A week later and it’s clear it was a beat-up. More New Zealanders will die of the usual strains of influenza this winter than those with swine flu symptoms we’ve seen so far.

Despite all this, irrational behaviour seems to have spread faster than the virus. Pigs are being slaughtered in Egypt, Mexican travellers are being randomly put in quarantine in various countries and a couple of Auckland hotels have refused to take in unwell tourists.

This is not to say there isn’t the potential for a pandemic such as the world saw in 1919 with the so-called Spanish flu outbreak which killed tens of millions worldwide. With air travel so widespread now the spread of such an infection would be more rapid and potentially much more devastating were a viral strain with similar deadly potential to emerge.

How likely is such an event in the near future?

It seems the answer is a resounding yes with the focus less on “if” and more a matter of “when”. So why not some in depth reporting to follow up the over-heated swine flu story?

With the financial crisis there were voices raised warning of the serious dangers at every step taken in the deregulation of financial markets in the past 20 years. Similarly there have been many voices sounding in recent years of the dangers of “greed-driven” meat production and its propensity to produce the very virus strains we see in so-called swine flu.

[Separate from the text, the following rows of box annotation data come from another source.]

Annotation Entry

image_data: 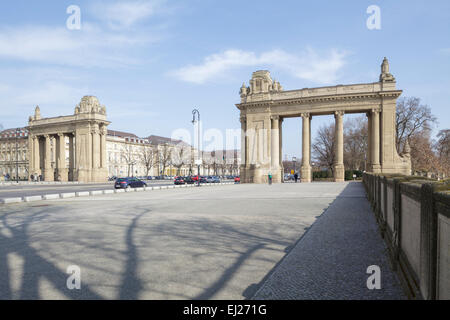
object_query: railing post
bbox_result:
[419,183,437,300]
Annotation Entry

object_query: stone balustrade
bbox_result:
[363,173,450,300]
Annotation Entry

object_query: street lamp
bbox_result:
[192,109,200,187]
[16,128,20,183]
[292,157,297,174]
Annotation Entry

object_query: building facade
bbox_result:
[0,96,240,182]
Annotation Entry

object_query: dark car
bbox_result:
[114,178,147,189]
[184,177,195,184]
[173,177,186,185]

The swine flu virus is a combination of bird, pig and human viruses and it isn’t the first time such a strain has emerged. In 1998 a similar combination developed in an industrial pig farm in North Carolina and spread across the US. Intensive farming practices were blamed at the time where pigs and birds were farmed in cramped conditions, in sheds which were side by side and tended by the same human staff.

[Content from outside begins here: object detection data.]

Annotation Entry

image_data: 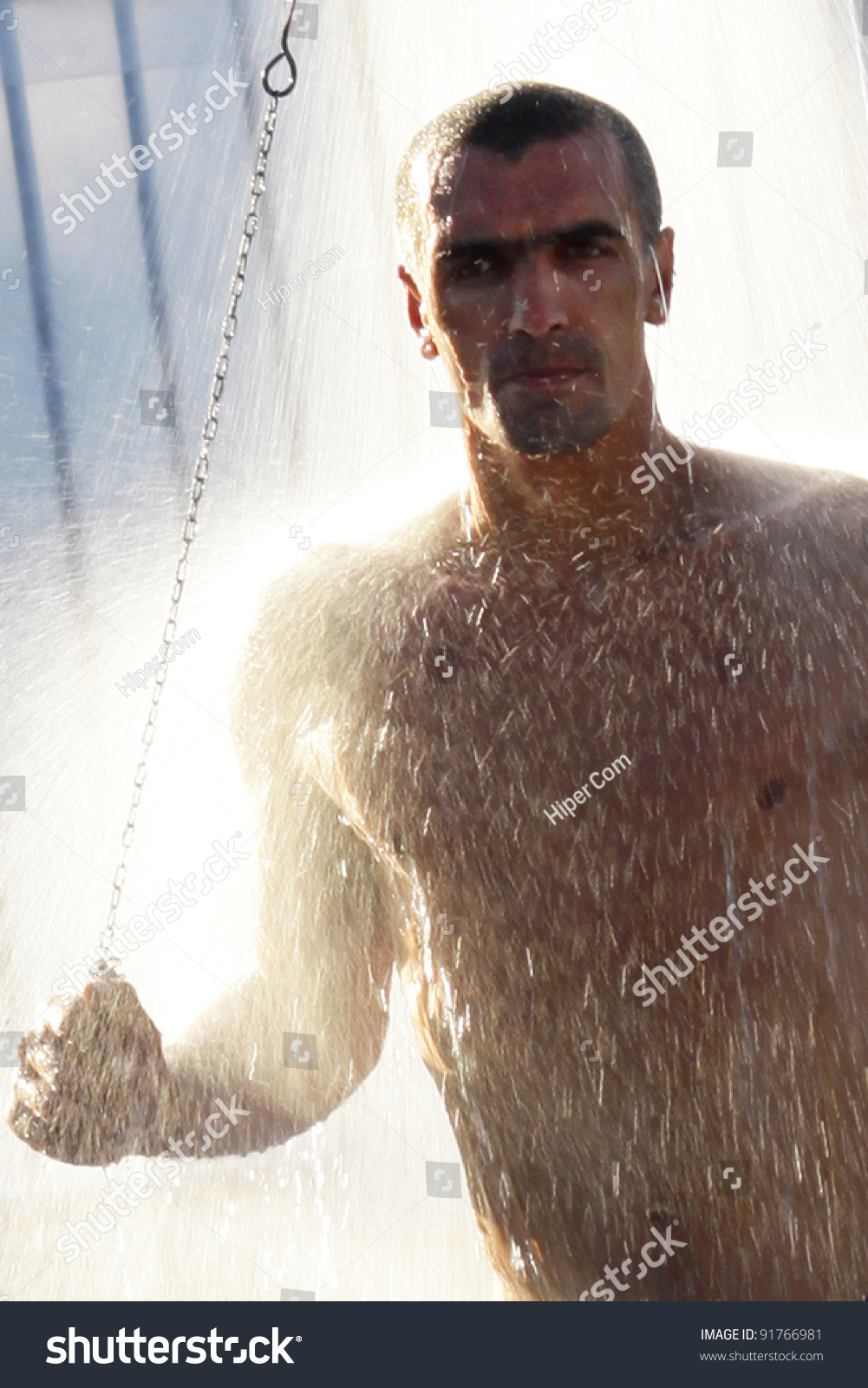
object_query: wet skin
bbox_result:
[8,128,868,1300]
[320,472,868,1300]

A study published by the University of Iowa College of Public Health in November 2005 investigated the risks of viruses jumping from animals to people. It pointed out that family farms were being replaced by industrial farms. In the US in 1965 there were more than a million farmers with an average of 50 pigs each but by 2005 there were 50,000 farmers with an average of 900 pigs each. The numbers of farmers continues to decrease while the number of pigs continues to increase. Some pig farms now have tens or even hundreds of thousands of pigs living in overcrowded, inhumane conditions.

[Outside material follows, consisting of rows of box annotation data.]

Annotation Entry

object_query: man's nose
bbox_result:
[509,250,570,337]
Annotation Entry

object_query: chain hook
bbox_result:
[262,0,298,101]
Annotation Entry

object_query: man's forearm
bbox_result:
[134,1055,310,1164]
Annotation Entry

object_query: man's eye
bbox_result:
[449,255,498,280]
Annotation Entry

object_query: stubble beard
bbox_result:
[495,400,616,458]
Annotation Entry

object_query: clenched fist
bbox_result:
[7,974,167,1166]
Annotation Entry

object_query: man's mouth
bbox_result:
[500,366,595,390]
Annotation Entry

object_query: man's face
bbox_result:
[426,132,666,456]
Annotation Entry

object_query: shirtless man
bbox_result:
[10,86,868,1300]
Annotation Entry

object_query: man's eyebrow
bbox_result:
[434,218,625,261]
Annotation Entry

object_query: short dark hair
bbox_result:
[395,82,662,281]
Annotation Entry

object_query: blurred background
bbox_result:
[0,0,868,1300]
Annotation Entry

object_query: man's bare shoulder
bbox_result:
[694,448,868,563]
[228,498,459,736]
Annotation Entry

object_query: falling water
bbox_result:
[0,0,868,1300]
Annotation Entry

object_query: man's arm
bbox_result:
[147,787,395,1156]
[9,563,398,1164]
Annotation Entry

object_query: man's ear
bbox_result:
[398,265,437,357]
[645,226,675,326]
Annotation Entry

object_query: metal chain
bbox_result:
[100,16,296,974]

In the new industrial farms the Iowa study argued that “the potential for animal-to-animal transmission will be much greater than on a traditional farm because of the pigs’ crowding resulting in prolonged and more frequent contact”.

“In addition, virus-laden secretions from pigs may be more concentrated, and reductions in ventilation and sunshine exposure may prolong viral viability.”

Workers on these farms are most at risk. “They may serve as a conduit for a novel virus to move from swine to man or from man to swine,” the study said and warned this could initiate epidemics by mixing viral strains which would then trigger a pandemic.

It isn’t certain at this point but it seems the latest outbreak originated in an industrial pig-farming area east of Mexico City.

So while we have been bombarded with all the drama of the outbreak the apparent cause has received scant attention.

Wouldn’t it be great if Health Minister Tony Ryall announced New Zealand support for an investigation into the cause of the outbreak instead of planning to spend more large sums preparing for the next epidemic?